Matthew Tyska, the senior author of the other paper focusing on how gut microvilli are organized, shares Zhang's theory.

"While the mechanisms that drive the formation of microvilli and stereocilia may not be identical, we always had a sense that there would be similarities in how these structures are built and organized," says Tyska, a cell and developmental biologist at the Vanderbilt University School of Medicine. "This was based on decades-old studies, which showed that when stereocilia are growing out of sensory cells, they appear to start as little microvilli. Hair cells somehow learned to take microvilli and exaggerate them and build stereocilia, and when we look at the gut system, what we're looking at may be a primordial version of the mechanosensory cells that are in the ear."

Tyska is also left wondering whether the mechanosensory abilities of hair cells have some kind of origins in the gut. A piece of evidence in support of this is a 2014 study in Nature Communications (doi: 10.1038/ncomms9871) that showed that the flow of liquid over the surface of placental epithelial cells resulted in microvillar growth. The next step will be to see whether this kind of reaction has a parallel in the gut.
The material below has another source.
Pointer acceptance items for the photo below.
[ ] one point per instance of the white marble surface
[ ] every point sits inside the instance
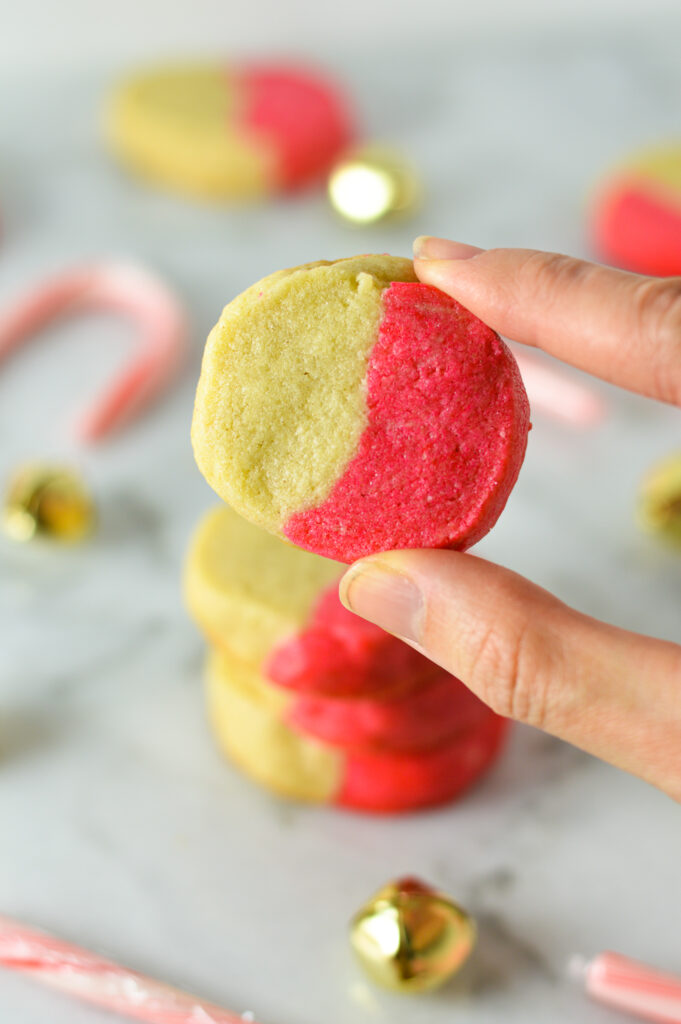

For Zhang, another puzzle left to solve is why a single mutation can cause a disease as debilitating as Usher syndrome, which leads to both hearing and vision loss, while corresponding mutations in gut microvilli are less severe. If the gut is older in evolutionary time, it could be that the gut simply has had more years to develop robust backup systems.

"When you have massive amounts of genome data, it's more difficult to pinpoint what kind of mutations might lead to disease," Zhang says. "This paper provides a starting point for those who are studying gut microvilli to look for changes that will alter their functions and lead to problems."

Tyska shares this initiative, and his paper is already at work identifying how perturbation of one of the protrusion proteins, called ANKS4B, can disrupt microvilli adherence and organization. With just a little bit of a disruption, the microvilli go from looking like rows of telephone poles to fibers on a shag carpet. Even more exciting, these results mirror what is seen in the stereocilia system with genetic defects that cause Usher syndrome, further reinforcing the idea of conservation of the actin protrusion structure across different tissue types.